Многие подумали, но никто не сказал, что это - вопрос для отдельного голосования.
- Особое мнение будет внесено в протокол, - выговорила Искра.
- Искра, - осторожно сказала Нонна. – Тебя собрание должно выслушать в первую очередь.
- Да, - произнесла Искра. - Это я донесла на Стеллу. Сгоряча. В сердцах, но меня это не оправдывает, а наоборот. Я не понимаю, почему докладная не была отозвана, хотя я об этом просила. И не раз. И прямо мне не отказывали. Я много говорила со Стеллой, чтобы понять ее, и могу сказать: Стелла во многом заблуждается. Но она добрее, искреннее и ЖИВЕЕ многих из тех, кто считается примерными комсомольцами. Это наша вина, что кто-то бежит от нашего ханжества и ищет правду... Где не надо бы искать. Это, конечно, проще всего: вышвырнуть человека, и снять с себя ответственность за его поступки. А я считаю, что мы не должны отдавать Стеллу без боя тому миру.
Стелла улыбнулась, что многих удивило, но ей стало жутко.
- Ты в этом уверена, Искра? – медленно произнесла Рина. – Уж во что мне точно не верится – так это в ее тягу к правде. Дело ведь еще в том, что Стелла ФИЗИЧЕСКИ не способна к нашему чувству товарищества.  Ее и потянуло к ТОМУ образу жизни и ТОЙ музыке.
- Так, - проговорила Искра. – Приехали. Да! Стелла неотеник, но ее воспитывала русская женщина.
Однажды Стелла уже видела этот гнев и изумление, переходящее в растерянность. На Искру шикнули. Она перевела дух и сказала:
- Выслушаем саму Князеву.
- Что скажешь в свое оправдание? – произнесла Нонна
- В свое оправдание я ничего говорить не буду, - Стелла старалась, чтобы ее голос звучал ровно, но он был глухим. – Это не преступление – играть на инструментах и петь. Или вы боитесь, что я своим пением здесь всё порушу, как Джельсомино? Обязанности лаборантки и комсорга я исполняла добросовестно. Мой досуг, здоровье и семейные дела не касаются никого, кроме меня.
- А вот в этом ты ошибаешься, - возразила Рина. - Почему ты не сделала аборт? Ты надеешься, что беременность тебе как-то поможет?
- По-вашему, я должна уничтожить свое дитя из страха перед чужими и враждебными людьми?
- Кто отец ребенка?
- А вот если я возьму и скажу, что это один из присутствующих? Все неотеники - лжецы. Я неотеник.
- О, почти парадокс лжеца! – сказали в зале.
Ася Тихоходцева сидела, сложив руки на спинке пустого кресла впереди и зарывшись лицом в рукава.
- Почему ты решила покончить самоубийством?
Стелла не ответила и продолжала неподвижно стоять. Еще двое встали с мест, вышли и хлопнули дверью. Хотя, может быть, дверь так шумно закрылась из-за сквозняка.
- Стелла, можешь садиться, - сказала Искра.
Стелла постояла еще мгновение, затем села.

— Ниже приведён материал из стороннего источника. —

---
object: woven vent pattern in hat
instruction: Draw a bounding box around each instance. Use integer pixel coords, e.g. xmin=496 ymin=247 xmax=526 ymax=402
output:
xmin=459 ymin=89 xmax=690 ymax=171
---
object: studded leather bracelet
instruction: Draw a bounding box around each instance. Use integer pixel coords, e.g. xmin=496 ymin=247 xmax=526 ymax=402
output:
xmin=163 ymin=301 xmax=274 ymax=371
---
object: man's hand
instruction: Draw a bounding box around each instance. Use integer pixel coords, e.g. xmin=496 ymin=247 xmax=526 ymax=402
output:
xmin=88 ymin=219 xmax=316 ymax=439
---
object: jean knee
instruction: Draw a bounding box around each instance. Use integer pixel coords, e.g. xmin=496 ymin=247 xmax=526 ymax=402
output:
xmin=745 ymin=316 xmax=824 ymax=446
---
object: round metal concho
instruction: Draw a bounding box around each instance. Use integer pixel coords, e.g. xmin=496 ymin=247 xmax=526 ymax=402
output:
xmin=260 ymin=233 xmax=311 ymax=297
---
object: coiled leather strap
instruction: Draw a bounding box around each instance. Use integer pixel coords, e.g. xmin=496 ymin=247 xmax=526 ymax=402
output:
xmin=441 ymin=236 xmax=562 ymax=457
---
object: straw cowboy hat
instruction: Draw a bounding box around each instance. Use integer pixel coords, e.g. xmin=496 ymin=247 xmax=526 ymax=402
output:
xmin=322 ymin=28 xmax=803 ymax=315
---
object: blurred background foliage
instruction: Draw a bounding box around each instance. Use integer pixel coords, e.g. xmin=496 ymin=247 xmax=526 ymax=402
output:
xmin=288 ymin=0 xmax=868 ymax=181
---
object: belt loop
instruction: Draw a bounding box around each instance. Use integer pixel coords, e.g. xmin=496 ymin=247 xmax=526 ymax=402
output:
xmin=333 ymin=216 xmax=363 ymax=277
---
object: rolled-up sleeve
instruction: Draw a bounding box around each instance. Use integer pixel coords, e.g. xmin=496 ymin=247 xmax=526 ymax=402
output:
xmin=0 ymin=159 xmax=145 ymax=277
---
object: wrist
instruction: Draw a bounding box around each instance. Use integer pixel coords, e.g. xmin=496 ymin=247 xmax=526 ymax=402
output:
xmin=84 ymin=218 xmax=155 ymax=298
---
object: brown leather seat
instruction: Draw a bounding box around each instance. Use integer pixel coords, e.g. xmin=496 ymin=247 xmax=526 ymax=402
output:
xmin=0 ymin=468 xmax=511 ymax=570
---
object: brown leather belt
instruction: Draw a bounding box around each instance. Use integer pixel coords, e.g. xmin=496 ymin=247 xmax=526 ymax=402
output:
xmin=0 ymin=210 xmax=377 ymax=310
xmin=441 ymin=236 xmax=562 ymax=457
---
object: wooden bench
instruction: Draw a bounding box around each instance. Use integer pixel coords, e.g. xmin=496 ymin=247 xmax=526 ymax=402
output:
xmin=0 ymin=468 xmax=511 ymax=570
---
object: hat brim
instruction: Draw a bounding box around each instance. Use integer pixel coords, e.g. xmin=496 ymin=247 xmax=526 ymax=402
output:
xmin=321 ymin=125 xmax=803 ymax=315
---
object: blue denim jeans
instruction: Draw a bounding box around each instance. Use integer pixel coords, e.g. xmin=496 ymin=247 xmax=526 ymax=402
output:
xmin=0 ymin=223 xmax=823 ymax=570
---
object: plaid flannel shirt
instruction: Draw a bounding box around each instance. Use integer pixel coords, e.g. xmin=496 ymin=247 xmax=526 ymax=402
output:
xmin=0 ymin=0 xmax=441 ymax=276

По традиции голосование было открытым: все нажимали на кнопки на дисплеях на ручках кресел, но требовалось также поднимать руки, чтобы каждый отвечал за свое решение перед всеми. Хотя, конечно, если кто-то поднимал руку «за», то это вовсе не означало, что он не нажмет на кнопку «против» и наоборот.
- Голосование по вопросу исключения Стеллы Князевой из комсомола объявляю открытым, - выговорила Искра. – Кто за исключение – прошу поднять руки.
Разом поднялось множество рук, затем – еще несколько. Последней медленно вытянула руку Ася.
- Кто против?
Голосовавших против было немного, но всё же не двое и не трое. В их числе - Искра, Ким и Нонна.
- Подождите! – вдруг крикнула Ася. К ней обернулось несколько человек. – Я отзываю свой голос! Я против!
- Ребята, не надо! – Стелле не хватило мужества. Как она ни одергивала и ни ругала себя, ее лицо сделалось мокрым. Слезы разъедали кожу. – Не вредите себе.
- Надо, - твердо и с улыбкой ответила Ася и повторила. – Я против.
- Да слышали мы уже, слышали, что ты против, - огрызнулась Рина.

Нонна подсчитала результаты и пошепталась с Искрой и Риной. Вместо председателя результаты объявила Нонна – громко, четко и холодно. Из 84 голосовавших 79,8%, 67 человек – за исключение. 9,5% то есть 8 человек – против. Девять человек, 10,7% воздержались.

Стелла подошла к столу президиума и положила на него свою комсомольскую карту. Искра оставалась неподвижной, только пробормотала что-то. Ей было хуже, чем самой Стелле. Рина подала Искре ножницы.
- Я не могу и не хочу, - сказала Искра.
- Нет уж. Заварила кашу - расхлебывай, - выговорила Нонна. – До конца.
Искра разрезала красную пластиковую карточку пополам. Стелла кивнула и вышла.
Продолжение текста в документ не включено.